La Turchia e la Russia parlano di nuove sinergie che potrebbero fare innervosire, e non poco, Wanshigton. La notizia è trapelata su alcuni canali Telegram, che non si sono limitati a riportare voci, ma hanno anche postato una prova concreta.

In luglio, Ankara e Mosca hanno parlato dell’ipotesi di fare entrare aziende e investitori turchi nella rete di messaggistica finanziaria della Banca Centrale russa, nato nel 2014 e alternativo al sistema Swift, con il quale vengono fatte la maggior parte delle transazioni a livello globale, con sede a Bruxelles, ma di fatto sotto il controllo degli Stati Uniti per prevenire attacchi informatici. Su Internet è comparso niente meno che il documento del ministero delle Finanze russo di un incontro con il viceministro alle Finanze turco, Bulent Aksu.

Si tratta di un negoziato di non poco conto e non solo dal punto di vista simbolico. Questo ingresso permetterebbe alla Mezzaluna di evitare che possibili sanzioni che Washington potrebbe decidere di comminare come ritorsione per avere acquistato dalla Russia il sistema missilistico di difesa S-400. Molte componenti sono arrivate in Turchia da settimane. La consegna dovrebbe essere ultimata a fine estate, mentre il sistema dovrebbe essere operativo intorno a novembre.

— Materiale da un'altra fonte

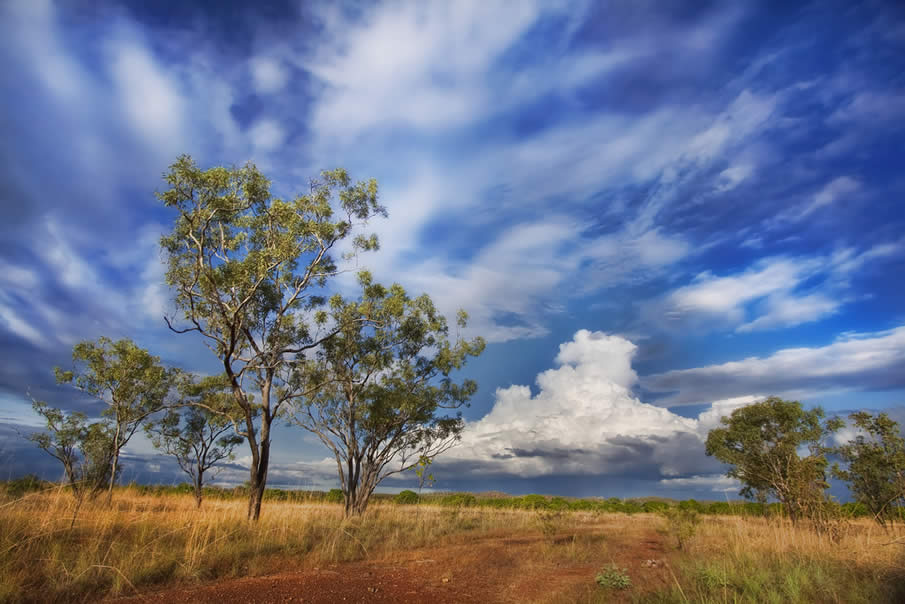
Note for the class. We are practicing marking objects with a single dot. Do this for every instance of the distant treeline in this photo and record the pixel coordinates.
(23, 486)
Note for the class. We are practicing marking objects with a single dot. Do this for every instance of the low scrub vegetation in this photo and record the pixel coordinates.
(53, 550)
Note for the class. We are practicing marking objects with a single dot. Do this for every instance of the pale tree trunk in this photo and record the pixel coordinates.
(198, 486)
(114, 465)
(358, 490)
(258, 481)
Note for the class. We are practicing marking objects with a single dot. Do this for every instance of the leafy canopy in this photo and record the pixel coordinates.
(383, 378)
(761, 444)
(875, 464)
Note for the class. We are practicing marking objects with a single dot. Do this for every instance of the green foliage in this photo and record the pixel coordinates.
(534, 502)
(458, 500)
(85, 449)
(875, 462)
(613, 577)
(760, 442)
(247, 271)
(681, 524)
(197, 437)
(384, 387)
(755, 577)
(129, 380)
(693, 505)
(550, 520)
(406, 497)
(422, 471)
(654, 507)
(334, 496)
(22, 486)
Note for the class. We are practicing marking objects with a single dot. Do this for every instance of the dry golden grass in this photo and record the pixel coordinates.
(48, 546)
(50, 551)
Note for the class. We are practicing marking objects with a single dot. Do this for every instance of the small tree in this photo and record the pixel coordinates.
(128, 379)
(761, 442)
(85, 449)
(387, 372)
(875, 462)
(246, 269)
(197, 437)
(422, 471)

L’assegnazione della commessa a Mosca è suonata agli Usa come una linea da non oltrepassare, quasi un tradimento da parte della Turchia, che rappresenta il secondo esercito numerico della Nato e che è già stata esclusa dal programma F35, i caccia di ultima generazione, la cui costruzione e manutenzione avrebbe dovuto coinvolgere anche contractors turchi destinati a rimanere a bocca asciutta.

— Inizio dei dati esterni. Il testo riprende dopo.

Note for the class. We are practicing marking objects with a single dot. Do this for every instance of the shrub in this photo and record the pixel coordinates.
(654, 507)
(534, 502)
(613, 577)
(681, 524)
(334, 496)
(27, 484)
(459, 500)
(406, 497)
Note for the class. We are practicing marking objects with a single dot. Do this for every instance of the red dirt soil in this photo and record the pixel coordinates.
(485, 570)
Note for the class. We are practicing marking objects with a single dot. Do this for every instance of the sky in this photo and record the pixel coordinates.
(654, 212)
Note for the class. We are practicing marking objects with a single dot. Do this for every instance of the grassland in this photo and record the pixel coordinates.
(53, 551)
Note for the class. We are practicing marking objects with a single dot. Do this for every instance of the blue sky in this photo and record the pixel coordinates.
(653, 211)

Nonostante Ankara abbia cercato di spiegare che i due sistemi di attacco, targato Nato, e di Difesa, targato Russia, possano convivere sul territorio turco, Washington è stata irremovibile.

E adesso potrebbero esserci nuove sanzioni. La Turchia ha confermato gli incontri, ma senza dare dettagli sul loro contenuto. Che potrebbe essere anche più pesante di quello riportato dai siti russi. Da tempo, infatti, Ankara sta cercando di convincere Mosca a operare transazioni nelle rispettive valute locali e non più in dollari.

La Russia negli ultimi anni ha già ridotto in maniera significativa le transazioni in dollari e le riserve nella divisa americana, nel timore che le sanzioni di Washington possano prendere di mira anche gli istituti di credito della Federazione Russa.

Sembra proprio che ora anche la Turchia stia lentamente iniziando a premunirsi, tanto più che la presidenza Trump sembra prediligere misure come sanzioni e dazi commerciali per ricomporre le dispute internazionali.

Mosca e Ankara sono sempre più legate da quello che appare come un’alleanza dettata da convenienza reciproca. Una situazione apparentemente win-win, ma dove la Turchia, sempre più determinata a perseguire un’agenda estera indipendente e da grande potenza, nei fatti rischia l’isolamento dagli alleati storici e di dipendere dalla Russia di Vladimir Putin.